Lined tree frog
- Conservation status: Data Deficient (IUCN 3.1)

Scientific classification
- Kingdom: Animalia
- Phylum: Chordata
- Class: Amphibia
- Order: Anura
- Family: Pelodryadidae
- Genus: Colleeneremia
- Species: C. quadrilineata
- Binomial name: Colleeneremia quadrilineata Tyler & Parker, 1974

= Lined tree frog =

- Authority: Tyler & Parker, 1974
- Conservation status: DD

Species of frog

The lined tree frog (Colleeneremia quadrilineata) is a species of frog that belongs to the subfamily Pelodryadidae. This species is endemic to West Papua, Indonesia only being found near Merauke. This species can naturally be found inhabiting forests, swamps, inland wetlands and urban areas.

== Conservation ==
Much about this species conservation and its population are unknown including possible threats to this species. Due to data deficiency, it has not been given an conservation class.

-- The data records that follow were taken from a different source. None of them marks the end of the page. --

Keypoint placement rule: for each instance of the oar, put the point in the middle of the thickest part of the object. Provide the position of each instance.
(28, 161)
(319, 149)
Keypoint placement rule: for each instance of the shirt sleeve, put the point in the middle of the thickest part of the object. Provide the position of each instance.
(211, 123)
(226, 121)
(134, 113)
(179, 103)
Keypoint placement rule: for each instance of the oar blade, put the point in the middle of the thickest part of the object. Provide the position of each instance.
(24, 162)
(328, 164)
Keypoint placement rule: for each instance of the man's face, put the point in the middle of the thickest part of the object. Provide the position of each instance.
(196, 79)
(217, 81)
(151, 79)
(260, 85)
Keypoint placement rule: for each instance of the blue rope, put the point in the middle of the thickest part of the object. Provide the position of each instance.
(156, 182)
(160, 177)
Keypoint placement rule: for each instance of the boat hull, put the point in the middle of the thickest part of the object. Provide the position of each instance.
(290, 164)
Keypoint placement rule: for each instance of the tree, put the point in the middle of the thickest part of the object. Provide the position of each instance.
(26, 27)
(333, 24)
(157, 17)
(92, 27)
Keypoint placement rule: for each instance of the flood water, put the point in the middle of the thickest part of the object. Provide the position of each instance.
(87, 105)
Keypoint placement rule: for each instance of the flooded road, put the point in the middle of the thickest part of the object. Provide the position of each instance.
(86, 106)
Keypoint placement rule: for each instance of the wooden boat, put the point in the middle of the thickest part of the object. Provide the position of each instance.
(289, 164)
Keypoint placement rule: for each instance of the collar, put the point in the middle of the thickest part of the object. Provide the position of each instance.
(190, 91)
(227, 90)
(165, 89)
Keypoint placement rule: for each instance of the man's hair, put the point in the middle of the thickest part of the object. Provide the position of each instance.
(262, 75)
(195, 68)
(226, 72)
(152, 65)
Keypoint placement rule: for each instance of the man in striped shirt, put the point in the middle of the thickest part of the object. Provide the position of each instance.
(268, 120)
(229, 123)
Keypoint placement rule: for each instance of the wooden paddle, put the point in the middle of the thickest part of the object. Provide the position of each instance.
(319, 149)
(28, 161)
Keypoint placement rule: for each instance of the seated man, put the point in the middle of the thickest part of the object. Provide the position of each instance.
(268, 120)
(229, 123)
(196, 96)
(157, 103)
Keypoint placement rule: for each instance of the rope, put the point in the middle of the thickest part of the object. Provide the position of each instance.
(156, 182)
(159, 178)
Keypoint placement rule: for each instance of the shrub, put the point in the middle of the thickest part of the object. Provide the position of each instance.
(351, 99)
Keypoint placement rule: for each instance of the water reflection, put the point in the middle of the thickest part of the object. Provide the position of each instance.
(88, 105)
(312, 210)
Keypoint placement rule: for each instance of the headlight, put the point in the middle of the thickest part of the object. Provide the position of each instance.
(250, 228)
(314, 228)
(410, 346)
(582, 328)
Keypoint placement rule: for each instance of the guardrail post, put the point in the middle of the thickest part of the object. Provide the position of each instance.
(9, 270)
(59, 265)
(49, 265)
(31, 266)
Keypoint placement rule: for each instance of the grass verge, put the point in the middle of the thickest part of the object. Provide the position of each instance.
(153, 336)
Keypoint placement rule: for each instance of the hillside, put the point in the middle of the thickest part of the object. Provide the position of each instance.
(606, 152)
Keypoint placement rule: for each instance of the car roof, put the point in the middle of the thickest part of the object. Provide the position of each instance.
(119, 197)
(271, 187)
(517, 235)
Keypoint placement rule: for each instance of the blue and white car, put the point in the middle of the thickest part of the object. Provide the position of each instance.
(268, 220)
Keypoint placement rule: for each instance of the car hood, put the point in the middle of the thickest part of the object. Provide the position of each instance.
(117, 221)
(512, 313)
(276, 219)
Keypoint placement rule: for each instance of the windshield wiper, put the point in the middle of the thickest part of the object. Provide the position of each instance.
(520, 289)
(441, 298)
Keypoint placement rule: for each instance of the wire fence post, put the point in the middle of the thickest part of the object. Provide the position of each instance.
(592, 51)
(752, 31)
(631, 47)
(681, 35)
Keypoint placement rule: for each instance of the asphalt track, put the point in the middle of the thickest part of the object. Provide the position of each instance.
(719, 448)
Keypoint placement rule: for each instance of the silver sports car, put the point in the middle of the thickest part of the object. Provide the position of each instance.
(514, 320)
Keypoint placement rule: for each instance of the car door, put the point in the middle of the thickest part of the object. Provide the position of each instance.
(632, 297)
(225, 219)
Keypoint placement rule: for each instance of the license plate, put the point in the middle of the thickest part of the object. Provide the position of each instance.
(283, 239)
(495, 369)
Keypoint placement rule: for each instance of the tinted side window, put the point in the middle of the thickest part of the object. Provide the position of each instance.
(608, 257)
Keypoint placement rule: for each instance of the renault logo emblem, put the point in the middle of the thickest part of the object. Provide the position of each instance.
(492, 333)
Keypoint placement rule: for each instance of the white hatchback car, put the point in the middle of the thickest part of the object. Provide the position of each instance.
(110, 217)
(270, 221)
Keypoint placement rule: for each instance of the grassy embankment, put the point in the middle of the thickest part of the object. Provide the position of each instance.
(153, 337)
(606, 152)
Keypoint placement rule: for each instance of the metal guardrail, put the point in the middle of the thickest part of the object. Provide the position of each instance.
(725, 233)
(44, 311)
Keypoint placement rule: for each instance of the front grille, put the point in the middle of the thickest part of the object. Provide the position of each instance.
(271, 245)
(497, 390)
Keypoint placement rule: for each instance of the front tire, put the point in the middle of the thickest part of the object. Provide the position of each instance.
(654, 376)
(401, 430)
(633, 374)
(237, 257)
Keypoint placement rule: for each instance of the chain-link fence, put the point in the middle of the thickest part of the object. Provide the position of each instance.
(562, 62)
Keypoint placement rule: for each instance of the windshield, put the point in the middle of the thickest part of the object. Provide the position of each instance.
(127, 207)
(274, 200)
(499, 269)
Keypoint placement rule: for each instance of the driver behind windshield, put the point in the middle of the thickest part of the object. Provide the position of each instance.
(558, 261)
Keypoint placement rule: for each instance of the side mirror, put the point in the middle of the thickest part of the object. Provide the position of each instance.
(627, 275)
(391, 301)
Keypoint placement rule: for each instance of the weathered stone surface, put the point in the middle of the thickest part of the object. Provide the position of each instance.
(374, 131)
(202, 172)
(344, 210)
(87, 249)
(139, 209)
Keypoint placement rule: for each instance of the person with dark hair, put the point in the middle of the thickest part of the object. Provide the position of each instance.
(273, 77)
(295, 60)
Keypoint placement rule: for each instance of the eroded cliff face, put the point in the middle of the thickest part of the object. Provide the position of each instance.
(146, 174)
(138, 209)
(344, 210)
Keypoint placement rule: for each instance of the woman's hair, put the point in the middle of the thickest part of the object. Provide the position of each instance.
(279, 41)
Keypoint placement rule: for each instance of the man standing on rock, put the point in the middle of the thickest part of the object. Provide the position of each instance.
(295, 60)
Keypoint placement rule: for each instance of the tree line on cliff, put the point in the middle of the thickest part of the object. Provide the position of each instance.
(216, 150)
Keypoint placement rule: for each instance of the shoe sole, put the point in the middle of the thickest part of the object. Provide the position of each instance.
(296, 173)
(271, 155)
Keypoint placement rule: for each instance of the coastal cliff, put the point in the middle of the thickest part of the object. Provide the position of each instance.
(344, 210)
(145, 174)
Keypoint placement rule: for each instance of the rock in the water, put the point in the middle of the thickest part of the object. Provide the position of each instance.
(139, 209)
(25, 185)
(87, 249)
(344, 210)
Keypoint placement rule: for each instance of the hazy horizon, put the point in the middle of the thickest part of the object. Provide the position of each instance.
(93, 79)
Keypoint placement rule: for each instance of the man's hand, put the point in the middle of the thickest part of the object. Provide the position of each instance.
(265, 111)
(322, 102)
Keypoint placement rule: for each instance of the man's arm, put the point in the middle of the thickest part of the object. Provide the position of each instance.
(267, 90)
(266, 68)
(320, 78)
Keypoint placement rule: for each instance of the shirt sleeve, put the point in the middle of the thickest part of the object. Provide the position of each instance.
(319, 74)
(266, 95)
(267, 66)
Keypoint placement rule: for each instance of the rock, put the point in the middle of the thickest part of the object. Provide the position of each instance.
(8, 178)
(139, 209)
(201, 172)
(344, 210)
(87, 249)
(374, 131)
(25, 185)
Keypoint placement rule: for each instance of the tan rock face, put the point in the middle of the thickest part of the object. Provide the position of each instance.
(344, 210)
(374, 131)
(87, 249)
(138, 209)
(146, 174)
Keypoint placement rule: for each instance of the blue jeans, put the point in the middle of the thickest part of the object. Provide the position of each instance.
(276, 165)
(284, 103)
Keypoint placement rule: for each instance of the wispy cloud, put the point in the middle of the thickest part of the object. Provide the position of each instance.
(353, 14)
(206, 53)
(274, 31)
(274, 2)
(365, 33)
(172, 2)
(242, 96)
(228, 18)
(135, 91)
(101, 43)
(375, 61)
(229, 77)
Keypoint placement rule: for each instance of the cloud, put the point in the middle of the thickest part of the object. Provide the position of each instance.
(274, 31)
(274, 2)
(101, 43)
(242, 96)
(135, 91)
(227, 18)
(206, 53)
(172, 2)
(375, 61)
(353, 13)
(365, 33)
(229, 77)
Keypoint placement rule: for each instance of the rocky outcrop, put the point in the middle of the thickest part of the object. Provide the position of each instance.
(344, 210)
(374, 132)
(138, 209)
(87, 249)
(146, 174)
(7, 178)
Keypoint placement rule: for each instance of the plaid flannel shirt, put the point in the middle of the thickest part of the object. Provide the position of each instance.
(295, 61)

While there are no records of infectious amphibian fungi such as Batrachochytrium species (B. dendrobatidis and B. salamandrivorans) on New Guinea, human activity may introduce these fungi to the island. Due to the warm climate of lowland New Guinea, the risk of fungal infections to lowland frog species such as the lined tree frog may be lowered.

=== Pet trade ===
The lined tree frog has only been found once in the national pet trade in Jakarta, the capital city of Indonesia.